Christopher Puchalsky, director of strategic initiatives at OTIS, said further research had raised so many concerns that he was recommending the city not act for at least one year.

“What data exists points to a popular and novel form of transportation that has shown relatively high risk of crashes,” he said.

A Consumer Reports analysis found more than 1,500 serious scooter-related injuries, he noted. A separate study, by University of California, Los Angeles researchers, found 249 emergency-room visits at just two hospitals in Los Angeles by scooter riders or people who were hit by or tripped over scooters. Puchalsky added that there have been four fatalities on scooters in the past year, whereas only two people have died in nine years of bike sharing around the country.

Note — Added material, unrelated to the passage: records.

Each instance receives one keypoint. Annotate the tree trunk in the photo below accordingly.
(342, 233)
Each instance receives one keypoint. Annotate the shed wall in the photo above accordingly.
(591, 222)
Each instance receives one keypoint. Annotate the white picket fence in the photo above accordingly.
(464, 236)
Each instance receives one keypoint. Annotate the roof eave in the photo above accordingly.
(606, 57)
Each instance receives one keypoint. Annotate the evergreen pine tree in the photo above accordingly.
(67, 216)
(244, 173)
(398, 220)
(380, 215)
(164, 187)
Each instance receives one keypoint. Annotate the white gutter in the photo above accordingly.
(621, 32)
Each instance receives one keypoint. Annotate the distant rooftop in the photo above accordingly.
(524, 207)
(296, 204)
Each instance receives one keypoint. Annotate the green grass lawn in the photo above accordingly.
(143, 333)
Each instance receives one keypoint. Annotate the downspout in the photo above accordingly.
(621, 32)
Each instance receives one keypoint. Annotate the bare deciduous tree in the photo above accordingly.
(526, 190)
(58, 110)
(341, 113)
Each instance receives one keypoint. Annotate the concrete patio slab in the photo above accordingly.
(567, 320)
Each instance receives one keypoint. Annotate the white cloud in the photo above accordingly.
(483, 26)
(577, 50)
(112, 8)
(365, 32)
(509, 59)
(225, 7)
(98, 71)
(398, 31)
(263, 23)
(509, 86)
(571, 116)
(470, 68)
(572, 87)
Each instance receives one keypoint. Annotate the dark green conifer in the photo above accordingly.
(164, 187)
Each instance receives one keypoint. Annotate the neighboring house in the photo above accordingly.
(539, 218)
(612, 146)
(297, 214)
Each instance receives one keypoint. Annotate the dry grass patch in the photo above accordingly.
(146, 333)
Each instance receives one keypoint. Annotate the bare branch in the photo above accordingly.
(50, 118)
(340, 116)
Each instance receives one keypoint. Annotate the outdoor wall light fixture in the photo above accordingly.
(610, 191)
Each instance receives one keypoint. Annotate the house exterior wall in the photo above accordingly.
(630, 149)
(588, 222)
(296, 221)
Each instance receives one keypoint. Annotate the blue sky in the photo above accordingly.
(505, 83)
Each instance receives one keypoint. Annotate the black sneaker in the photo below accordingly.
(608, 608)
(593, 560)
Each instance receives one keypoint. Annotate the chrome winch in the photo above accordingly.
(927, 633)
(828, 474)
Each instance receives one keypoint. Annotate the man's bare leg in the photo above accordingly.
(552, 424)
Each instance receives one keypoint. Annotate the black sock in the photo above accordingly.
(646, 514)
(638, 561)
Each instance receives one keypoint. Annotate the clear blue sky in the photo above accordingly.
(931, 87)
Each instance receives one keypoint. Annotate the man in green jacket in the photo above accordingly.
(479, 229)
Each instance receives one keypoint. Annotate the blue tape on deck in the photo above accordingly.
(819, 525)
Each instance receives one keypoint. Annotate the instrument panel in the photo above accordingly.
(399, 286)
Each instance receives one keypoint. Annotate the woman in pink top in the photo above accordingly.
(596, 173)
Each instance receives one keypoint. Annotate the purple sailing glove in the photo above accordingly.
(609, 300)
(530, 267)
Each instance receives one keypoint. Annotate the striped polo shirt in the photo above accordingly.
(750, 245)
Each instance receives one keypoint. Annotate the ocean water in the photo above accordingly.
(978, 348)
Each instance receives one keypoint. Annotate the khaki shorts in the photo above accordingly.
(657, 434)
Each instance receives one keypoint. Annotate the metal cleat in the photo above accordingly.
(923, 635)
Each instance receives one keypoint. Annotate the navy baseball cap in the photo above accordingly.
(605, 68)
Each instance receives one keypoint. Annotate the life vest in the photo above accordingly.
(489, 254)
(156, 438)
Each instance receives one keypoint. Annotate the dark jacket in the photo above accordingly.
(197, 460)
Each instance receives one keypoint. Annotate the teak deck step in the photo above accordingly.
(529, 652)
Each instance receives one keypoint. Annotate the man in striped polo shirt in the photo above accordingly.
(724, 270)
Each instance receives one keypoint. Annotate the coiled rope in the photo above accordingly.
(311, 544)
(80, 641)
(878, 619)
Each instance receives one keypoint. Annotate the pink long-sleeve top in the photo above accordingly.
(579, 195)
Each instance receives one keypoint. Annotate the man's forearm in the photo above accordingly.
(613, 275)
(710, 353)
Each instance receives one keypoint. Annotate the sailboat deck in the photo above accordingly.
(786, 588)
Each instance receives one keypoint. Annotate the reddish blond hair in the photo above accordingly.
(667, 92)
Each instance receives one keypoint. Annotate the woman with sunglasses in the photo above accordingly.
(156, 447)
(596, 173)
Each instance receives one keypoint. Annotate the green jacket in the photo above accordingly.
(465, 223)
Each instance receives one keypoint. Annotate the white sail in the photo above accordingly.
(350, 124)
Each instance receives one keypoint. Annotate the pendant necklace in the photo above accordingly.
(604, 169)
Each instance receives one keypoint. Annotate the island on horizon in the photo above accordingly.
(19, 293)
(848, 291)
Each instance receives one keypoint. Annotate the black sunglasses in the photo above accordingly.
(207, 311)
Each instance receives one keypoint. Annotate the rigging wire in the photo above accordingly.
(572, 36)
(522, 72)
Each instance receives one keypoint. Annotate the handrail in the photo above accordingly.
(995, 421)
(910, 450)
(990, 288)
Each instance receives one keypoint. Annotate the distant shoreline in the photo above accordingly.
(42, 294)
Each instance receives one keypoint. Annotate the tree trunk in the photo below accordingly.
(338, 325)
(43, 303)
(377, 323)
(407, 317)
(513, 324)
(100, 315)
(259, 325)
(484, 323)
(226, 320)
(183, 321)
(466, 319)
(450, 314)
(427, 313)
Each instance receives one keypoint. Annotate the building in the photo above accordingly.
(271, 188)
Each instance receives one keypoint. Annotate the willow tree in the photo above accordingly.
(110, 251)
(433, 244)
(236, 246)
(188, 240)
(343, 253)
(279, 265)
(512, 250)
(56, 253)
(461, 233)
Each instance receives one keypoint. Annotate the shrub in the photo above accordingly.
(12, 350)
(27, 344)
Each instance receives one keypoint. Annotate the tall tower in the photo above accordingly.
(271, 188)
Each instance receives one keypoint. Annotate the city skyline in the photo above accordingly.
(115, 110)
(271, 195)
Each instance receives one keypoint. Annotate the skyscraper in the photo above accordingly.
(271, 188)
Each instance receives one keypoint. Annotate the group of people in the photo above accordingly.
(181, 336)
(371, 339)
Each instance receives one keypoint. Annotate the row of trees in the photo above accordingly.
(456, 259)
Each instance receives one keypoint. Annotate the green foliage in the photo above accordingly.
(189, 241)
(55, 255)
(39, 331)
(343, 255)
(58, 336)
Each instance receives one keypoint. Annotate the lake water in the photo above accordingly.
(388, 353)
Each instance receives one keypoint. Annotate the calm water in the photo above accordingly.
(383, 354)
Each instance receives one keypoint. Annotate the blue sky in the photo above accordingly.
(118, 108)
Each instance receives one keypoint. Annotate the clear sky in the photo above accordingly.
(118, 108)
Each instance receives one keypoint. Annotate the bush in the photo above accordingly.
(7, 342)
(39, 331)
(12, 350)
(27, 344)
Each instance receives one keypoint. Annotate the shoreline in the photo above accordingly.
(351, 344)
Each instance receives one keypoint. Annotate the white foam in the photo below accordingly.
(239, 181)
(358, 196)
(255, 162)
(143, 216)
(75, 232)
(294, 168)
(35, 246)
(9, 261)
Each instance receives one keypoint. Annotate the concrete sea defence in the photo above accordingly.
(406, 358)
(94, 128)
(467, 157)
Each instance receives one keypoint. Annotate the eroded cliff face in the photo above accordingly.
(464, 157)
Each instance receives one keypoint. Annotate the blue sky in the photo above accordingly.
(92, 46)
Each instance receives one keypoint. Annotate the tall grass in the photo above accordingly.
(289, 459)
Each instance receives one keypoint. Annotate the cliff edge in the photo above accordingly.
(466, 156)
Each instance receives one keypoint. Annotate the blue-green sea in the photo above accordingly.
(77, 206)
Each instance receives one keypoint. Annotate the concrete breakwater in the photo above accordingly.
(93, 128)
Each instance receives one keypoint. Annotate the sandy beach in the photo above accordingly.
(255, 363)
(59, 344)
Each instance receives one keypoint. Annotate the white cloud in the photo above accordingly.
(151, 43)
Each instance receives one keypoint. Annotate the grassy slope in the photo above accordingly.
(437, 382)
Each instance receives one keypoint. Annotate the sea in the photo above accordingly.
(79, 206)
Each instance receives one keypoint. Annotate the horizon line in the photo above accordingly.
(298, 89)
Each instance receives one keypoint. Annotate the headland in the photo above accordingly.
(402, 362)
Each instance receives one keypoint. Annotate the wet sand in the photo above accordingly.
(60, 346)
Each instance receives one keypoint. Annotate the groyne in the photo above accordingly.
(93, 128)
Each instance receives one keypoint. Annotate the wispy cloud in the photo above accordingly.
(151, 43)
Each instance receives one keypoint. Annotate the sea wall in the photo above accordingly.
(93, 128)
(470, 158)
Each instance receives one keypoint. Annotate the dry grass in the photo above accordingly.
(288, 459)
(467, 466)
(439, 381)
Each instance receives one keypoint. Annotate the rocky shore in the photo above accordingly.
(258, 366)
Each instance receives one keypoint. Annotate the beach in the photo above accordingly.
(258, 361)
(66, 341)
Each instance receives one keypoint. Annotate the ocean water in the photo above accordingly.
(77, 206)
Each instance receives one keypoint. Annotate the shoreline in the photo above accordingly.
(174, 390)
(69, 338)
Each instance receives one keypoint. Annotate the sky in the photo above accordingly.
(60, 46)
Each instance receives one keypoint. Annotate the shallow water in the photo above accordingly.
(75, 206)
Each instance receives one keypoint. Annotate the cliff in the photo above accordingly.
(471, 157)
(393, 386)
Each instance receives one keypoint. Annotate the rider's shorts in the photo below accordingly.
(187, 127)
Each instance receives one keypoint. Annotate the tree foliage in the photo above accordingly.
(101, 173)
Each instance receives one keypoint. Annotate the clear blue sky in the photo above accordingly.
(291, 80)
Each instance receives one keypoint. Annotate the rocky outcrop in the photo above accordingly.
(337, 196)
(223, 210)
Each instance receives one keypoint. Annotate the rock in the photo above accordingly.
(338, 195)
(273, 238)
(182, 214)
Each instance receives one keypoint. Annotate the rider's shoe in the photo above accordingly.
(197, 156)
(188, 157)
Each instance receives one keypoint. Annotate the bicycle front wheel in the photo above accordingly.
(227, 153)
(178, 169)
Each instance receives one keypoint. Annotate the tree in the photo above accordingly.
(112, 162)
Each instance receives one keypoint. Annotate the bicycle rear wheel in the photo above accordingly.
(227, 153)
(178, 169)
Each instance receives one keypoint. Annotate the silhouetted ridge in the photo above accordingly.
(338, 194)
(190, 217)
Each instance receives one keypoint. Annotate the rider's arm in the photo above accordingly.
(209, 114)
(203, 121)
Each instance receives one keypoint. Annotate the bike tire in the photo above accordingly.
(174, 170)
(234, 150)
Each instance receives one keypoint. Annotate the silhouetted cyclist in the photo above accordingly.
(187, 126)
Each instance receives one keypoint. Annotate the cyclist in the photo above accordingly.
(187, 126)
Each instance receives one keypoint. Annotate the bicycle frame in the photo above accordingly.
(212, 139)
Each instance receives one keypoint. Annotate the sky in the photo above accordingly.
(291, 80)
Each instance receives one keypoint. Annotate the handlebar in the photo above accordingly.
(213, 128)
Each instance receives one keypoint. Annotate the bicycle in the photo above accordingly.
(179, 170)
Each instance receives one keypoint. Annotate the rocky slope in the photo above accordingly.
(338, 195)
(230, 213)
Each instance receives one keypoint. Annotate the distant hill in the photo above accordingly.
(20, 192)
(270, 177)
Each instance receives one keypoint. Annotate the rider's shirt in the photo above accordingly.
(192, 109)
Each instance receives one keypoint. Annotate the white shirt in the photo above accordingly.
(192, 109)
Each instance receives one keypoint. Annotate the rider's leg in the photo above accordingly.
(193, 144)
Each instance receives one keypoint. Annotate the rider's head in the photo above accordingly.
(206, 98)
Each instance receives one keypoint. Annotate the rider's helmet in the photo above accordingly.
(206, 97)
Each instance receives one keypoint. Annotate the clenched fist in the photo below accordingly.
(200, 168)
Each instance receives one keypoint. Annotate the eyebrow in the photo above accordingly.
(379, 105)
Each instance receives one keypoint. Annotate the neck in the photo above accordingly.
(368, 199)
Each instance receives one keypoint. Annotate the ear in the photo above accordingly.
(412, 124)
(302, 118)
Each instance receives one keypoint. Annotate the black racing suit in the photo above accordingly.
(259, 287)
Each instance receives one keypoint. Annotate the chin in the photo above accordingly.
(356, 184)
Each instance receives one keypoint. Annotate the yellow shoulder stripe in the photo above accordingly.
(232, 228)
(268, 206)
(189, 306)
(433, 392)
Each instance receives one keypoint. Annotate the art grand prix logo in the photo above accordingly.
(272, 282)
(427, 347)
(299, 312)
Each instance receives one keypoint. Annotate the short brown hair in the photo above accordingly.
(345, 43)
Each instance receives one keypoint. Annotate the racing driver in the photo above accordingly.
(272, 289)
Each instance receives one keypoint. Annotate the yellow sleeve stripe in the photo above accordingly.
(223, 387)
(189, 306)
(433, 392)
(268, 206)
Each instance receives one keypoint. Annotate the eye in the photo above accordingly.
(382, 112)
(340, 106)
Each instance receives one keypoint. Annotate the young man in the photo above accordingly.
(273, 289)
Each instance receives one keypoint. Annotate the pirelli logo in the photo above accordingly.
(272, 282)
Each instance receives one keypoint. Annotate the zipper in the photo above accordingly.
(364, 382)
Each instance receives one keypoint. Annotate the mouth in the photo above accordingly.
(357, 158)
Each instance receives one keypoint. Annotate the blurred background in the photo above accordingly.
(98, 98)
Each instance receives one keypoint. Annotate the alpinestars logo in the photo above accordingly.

Advocates hope that more scooters on the road will mean fewer cars. But Cheryl Bettigole, director of the city Department of Public Health’s Division of Disease and Injury Prevention, said there’s no data to show that scooter trips tend to replace car trips. She said the injury rate — according to a Portland study, 50 times higher than the injury rate per mile for bike share or for motorcycles — is enough reason to proceed with caution.

Nonetheless, cycling advocates, environmental groups, and others urged speedy action on the scooters as a means to improve equitable access to transportation, reduce traffic congestion, drive revenue to infrastructure improvements, and create jobs managing scooter fleets. Paul White, a Bird representative, said that worries about injuries were overplayed, and that most injuries are minor. As for those four fatalities, he said three of them occurred at 3 a.m.

Megan Ryerson, a professor of transportation engineering and urban planning at the University of Pennsylvania, said scooters can make all users of the road safer, by increasing drivers’ awareness and boosting demand for better infrastructure like protected bike lanes.

“When we give Philadelphians access to safe and affordable alternatives for transportation, they will use them,” she said.

Though the city administration is cautious, Johnson said scooter fans likely won’t have to wait long.

“We’re going to see these dockless scooters one way or another in the near future,” he said.